1. Introduction
Sound event detection (SED) of domestic activities is of particular interest for various applications, including assisting the autonomous living of the elderly. According to [
1], monitoring of domestic activities by any method is important to assess the ability of the elderly to live independently and may contribute to the early detection of future critical events. To this end, there is research that traces back at least to 2010 [
2] that deals with the monitoring of domestic activities with a set of microphones and research [
3] that deals with fall detection by processing sound. While sound event detection of domestic activities is one of the technologies that can be applied for monitoring elderly living, it has important advantages. It is far more comfortable for the elderly since no wearable device is used. Everything is fully automated, and the monitored person does not have to configure or interact with the monitoring system. In addition, it is far less privacy-intrusive for the elderly, at least compared to visual cameras. The automatic processing of sound implies that only the activity is monitored, and no speech content is processed. Finally, it is cost-efficient, since the required equipment falls within the common budget of a household.

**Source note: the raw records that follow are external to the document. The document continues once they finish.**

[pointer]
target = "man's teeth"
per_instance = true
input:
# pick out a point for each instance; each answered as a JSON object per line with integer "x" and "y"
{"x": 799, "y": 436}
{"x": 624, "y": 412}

There are two important datasets concerning domestic sound event detection: (a) AudioSet [
4], which corresponds to a wide variety of activities and sound events (domestic activities are only a subset of the complete dataset) and (b) DESED [
5], which corresponds to 10 classes of domestic events (alarm/bell/ringing, blender, cat, dog, dishes, electric shaver/toothbrush, frying, running water, speech, vacuum cleaner). Although some classes in DESED are different from what is of interest in assisting autonomous living, it is highly probable that an efficient system of detecting DESED events will be efficient for detecting additional events. The DESED dataset is proposed by the DCASE community (IEEE AASP Challenge on Detection and Classification of Acoustic Scenes and Events) for its yearly challenge. Most of the research in domestic SED employs the DESED dataset for training and the DESED development test dataset (and the evaluation dataset, if available) for evaluation and testing. This creates an objective comparison and this article presents an efficient method to obtain accurate results in the DESED development test dataset, which has not changed in the past few years.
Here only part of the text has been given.